Secondo la Cgia di Mestre, chi spera in un’inversione del trend demografico rischia di rimanere deluso. «Purtroppo, non ci sono misure in grado di cambiare segno a questo fenomeno in tempi ragionevolmente brevi. E nemmeno il ricorso agli stranieri potrà “risolvere” la situazione. Pertanto, dobbiamo rassegnarci a un progressivo rallentamento, probabilmente anche di natura economica».
L’invecchiamento della popolazione
C’è poi un altro aspetto legato all’invecchiamento della popolazione. «Una società con meno giovani e più anziani dovrà fronteggiare un’impennata della spesa previdenziale, di quella sanitaria e di quella assistenziale da far tremare i polsi. Va altresì segnalato che questo scenario così preoccupante tenderà ad allargare ulteriormente la forbice tra il Nord e il Sud del Paese». Disparità che sono continuate ad aumentare negli ultimi decenni.

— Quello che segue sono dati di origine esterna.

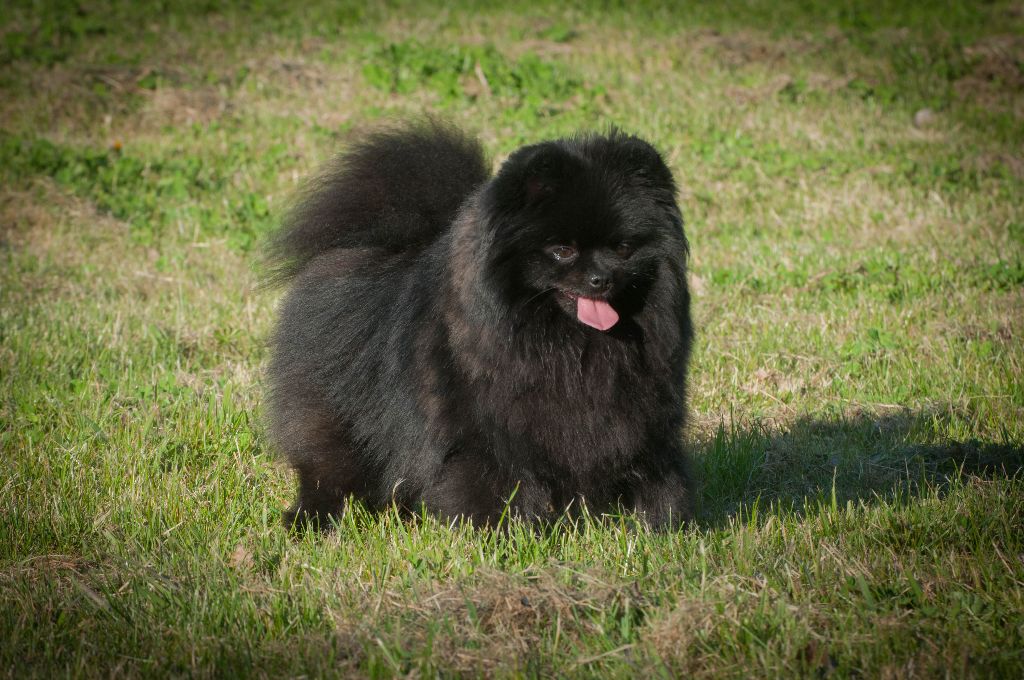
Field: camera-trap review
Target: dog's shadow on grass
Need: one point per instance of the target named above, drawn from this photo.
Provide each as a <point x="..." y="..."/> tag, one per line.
<point x="861" y="457"/>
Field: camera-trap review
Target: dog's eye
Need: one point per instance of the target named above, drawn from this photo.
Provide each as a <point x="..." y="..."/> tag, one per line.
<point x="562" y="253"/>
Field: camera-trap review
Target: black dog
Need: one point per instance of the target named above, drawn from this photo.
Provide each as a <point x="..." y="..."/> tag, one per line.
<point x="467" y="343"/>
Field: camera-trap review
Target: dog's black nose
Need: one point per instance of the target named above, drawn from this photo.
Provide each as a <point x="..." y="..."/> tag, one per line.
<point x="599" y="281"/>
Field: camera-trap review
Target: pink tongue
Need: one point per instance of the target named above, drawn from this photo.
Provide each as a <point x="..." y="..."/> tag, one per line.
<point x="596" y="313"/>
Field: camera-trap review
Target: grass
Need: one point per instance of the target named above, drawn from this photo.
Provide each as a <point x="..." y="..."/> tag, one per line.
<point x="857" y="410"/>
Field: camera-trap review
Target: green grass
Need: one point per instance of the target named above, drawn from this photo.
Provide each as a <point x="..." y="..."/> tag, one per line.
<point x="857" y="409"/>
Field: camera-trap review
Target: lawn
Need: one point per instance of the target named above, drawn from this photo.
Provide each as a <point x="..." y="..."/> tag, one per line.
<point x="852" y="176"/>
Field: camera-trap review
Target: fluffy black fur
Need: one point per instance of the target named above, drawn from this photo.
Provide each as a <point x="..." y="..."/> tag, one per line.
<point x="429" y="351"/>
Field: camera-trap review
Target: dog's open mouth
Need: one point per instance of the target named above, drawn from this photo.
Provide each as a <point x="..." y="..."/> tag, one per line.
<point x="593" y="311"/>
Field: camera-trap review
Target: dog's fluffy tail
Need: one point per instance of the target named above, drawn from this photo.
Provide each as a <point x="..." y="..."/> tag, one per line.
<point x="396" y="189"/>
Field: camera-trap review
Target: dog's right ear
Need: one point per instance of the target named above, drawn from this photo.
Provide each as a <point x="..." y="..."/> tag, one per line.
<point x="531" y="175"/>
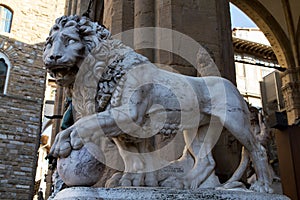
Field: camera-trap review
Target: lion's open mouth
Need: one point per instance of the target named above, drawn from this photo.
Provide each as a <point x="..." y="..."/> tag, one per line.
<point x="62" y="72"/>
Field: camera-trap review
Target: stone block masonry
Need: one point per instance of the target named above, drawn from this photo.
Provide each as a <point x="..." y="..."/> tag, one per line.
<point x="20" y="118"/>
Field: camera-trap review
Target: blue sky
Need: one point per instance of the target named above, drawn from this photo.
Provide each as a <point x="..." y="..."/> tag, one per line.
<point x="239" y="19"/>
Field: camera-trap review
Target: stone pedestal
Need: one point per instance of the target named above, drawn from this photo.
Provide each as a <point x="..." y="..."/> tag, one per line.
<point x="158" y="193"/>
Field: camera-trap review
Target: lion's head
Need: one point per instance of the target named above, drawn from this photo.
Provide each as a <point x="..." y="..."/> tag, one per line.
<point x="69" y="42"/>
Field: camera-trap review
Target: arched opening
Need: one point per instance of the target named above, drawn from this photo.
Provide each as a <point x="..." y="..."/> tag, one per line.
<point x="6" y="15"/>
<point x="271" y="29"/>
<point x="257" y="76"/>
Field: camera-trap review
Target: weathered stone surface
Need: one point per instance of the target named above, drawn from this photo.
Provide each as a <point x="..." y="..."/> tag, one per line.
<point x="80" y="168"/>
<point x="85" y="193"/>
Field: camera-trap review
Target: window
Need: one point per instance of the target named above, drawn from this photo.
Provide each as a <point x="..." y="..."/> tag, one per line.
<point x="4" y="72"/>
<point x="5" y="19"/>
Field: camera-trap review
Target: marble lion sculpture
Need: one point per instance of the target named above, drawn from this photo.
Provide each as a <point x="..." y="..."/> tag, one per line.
<point x="118" y="93"/>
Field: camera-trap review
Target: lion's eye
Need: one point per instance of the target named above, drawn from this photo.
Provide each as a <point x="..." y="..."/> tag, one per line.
<point x="48" y="45"/>
<point x="71" y="41"/>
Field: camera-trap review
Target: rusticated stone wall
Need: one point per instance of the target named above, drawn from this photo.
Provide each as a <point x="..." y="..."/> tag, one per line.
<point x="33" y="19"/>
<point x="20" y="117"/>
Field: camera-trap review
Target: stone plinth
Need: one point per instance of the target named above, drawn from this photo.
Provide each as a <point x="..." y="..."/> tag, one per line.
<point x="158" y="193"/>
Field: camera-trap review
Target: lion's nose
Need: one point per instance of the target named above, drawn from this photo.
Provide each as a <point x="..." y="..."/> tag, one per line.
<point x="55" y="57"/>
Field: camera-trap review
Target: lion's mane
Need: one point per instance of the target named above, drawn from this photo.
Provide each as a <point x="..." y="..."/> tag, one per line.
<point x="102" y="51"/>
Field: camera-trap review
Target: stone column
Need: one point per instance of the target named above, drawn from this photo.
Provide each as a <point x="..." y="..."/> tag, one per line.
<point x="119" y="17"/>
<point x="291" y="94"/>
<point x="144" y="17"/>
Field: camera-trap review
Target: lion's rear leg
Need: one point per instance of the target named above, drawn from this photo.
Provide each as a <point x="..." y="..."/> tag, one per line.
<point x="239" y="125"/>
<point x="200" y="147"/>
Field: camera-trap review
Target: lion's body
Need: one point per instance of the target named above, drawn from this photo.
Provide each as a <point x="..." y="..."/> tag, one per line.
<point x="144" y="101"/>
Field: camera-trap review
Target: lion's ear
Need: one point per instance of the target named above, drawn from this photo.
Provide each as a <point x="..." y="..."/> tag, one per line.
<point x="103" y="33"/>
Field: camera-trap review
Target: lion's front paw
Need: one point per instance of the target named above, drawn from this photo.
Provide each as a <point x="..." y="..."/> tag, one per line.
<point x="260" y="186"/>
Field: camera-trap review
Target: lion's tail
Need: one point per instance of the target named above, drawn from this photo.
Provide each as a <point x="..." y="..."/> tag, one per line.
<point x="237" y="175"/>
<point x="205" y="64"/>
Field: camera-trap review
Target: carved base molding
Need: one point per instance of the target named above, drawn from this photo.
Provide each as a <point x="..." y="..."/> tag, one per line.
<point x="137" y="193"/>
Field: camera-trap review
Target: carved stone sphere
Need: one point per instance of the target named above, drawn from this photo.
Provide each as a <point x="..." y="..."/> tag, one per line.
<point x="80" y="168"/>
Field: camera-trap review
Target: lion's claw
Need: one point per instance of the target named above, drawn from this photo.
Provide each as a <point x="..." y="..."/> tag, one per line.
<point x="64" y="142"/>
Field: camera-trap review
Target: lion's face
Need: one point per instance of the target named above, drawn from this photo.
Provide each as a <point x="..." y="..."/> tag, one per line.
<point x="69" y="42"/>
<point x="63" y="54"/>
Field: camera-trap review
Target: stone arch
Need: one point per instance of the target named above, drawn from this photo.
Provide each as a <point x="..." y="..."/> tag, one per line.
<point x="270" y="27"/>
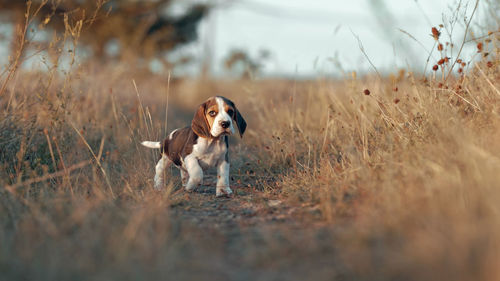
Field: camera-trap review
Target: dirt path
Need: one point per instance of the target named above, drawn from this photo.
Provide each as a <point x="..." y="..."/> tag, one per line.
<point x="253" y="236"/>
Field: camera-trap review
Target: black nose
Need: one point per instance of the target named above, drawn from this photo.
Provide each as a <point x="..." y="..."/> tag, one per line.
<point x="224" y="124"/>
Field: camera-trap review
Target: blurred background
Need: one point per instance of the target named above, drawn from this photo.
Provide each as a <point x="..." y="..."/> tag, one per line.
<point x="243" y="38"/>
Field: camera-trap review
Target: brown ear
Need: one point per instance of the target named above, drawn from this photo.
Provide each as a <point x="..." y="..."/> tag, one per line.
<point x="200" y="124"/>
<point x="240" y="122"/>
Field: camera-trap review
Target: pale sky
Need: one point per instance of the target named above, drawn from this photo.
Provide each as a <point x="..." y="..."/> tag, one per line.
<point x="318" y="37"/>
<point x="305" y="37"/>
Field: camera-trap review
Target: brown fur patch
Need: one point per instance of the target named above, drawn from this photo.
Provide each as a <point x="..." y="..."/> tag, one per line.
<point x="180" y="145"/>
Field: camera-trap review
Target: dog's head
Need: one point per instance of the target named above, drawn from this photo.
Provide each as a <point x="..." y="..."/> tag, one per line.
<point x="217" y="116"/>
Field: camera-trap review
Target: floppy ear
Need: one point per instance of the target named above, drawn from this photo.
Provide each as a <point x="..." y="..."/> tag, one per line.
<point x="200" y="124"/>
<point x="240" y="122"/>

La forbice tra il Nord e il Sud del Paese
Come puntualizzato dalla Cgia, nonostante l’Italia abbia beneficiato tra il 2000 e il 2020 di 125 miliardi di euro di fondi Ue per la coesione territoriale e una buona parte di questi finanziamenti sia stata erogata proprio alle regioni del Mezzogiorno, le distanze sono cresciute. Analizzando il Pil pro-capite e fissando il dato al 2000 pari a 100, nel 2021 nel Centro l’indice è sceso a 93,8, nel Mezzogiorno si è attestato a 94,9, nel Nordest a 98,7 e nel Nordovest a 101,4.
«Comparando i risultati delle aree più ricche del Paese con quella più in difficoltà, registriamo che rispetto al Nordest, il Sud ha perso 3,7 punti e nei confronti del Nordovest addirittura 6,4 punti. È evidente che i soldi non bastano. Sono una condizione necessaria, ma non sufficiente a risollevare le sorti di un’area svantaggiata», conclude la Cgia.